Effect of β-ME on the oxidized WT ClC-0 current. Whole-oocyte current was compared before (A and B) and after (C and D) 5 mM β-ME treatment for 1 h. Temperature was ∼20°C. (A) Time course of current activation by protocol 1, with one pulse every 2 s. The current at the end of +60 mV (○) and −150 mV (•) are plotted against time. The recording traces within the inset box are taken from 0-, 58-, and 118-s time points, respectively.
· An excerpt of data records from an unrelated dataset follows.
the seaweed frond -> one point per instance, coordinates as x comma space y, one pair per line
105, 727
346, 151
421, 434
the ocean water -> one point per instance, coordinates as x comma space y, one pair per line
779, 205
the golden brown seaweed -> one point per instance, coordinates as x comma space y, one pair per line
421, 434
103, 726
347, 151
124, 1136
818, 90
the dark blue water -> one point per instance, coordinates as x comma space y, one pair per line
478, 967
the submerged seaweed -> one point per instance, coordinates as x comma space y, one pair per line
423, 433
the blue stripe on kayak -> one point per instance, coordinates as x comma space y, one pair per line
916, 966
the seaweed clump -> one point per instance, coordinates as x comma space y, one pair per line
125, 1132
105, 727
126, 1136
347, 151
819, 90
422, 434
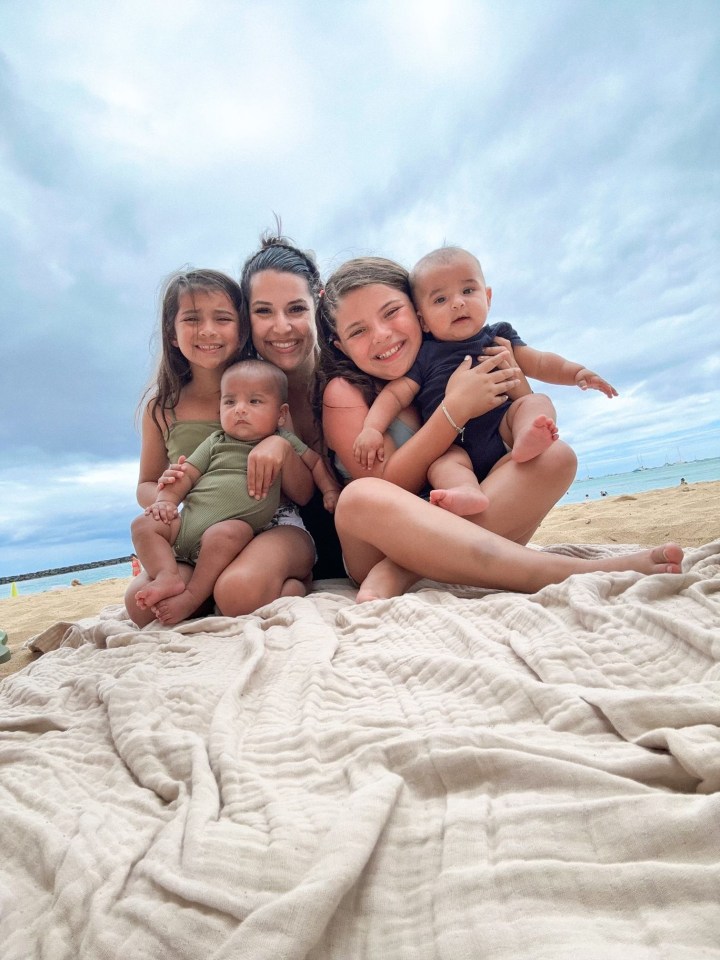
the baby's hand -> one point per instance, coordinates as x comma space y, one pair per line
586, 379
176, 471
369, 447
163, 510
330, 499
The oocyte current did not increase significantly, even though a −150 mV voltage step for 100 ms was applied every 2 s. (B) After the recordings in A, the same oocyte was immediately evaluated with protocol 2, with the test voltages from +60 mV to −160 mV in −20-mV steps. (C and D) Whole-cell current of the same oocyte as that examined in A and B after the oocyte was treated with β-ME. The experimental manipulations in C and D were the same as those in A and B, respectively. Current traces in the inset box are the same time points as those described in A. Notice that the current measured at +40 mV is monotonically increased to a much higher level by the −150 mV voltage step (see ○in C), and the current deactivation at negative potentials is prominent, resulting in the typical crossover of the recording traces at negative voltages (see recording traces at −120, −140, and −160 mV in D).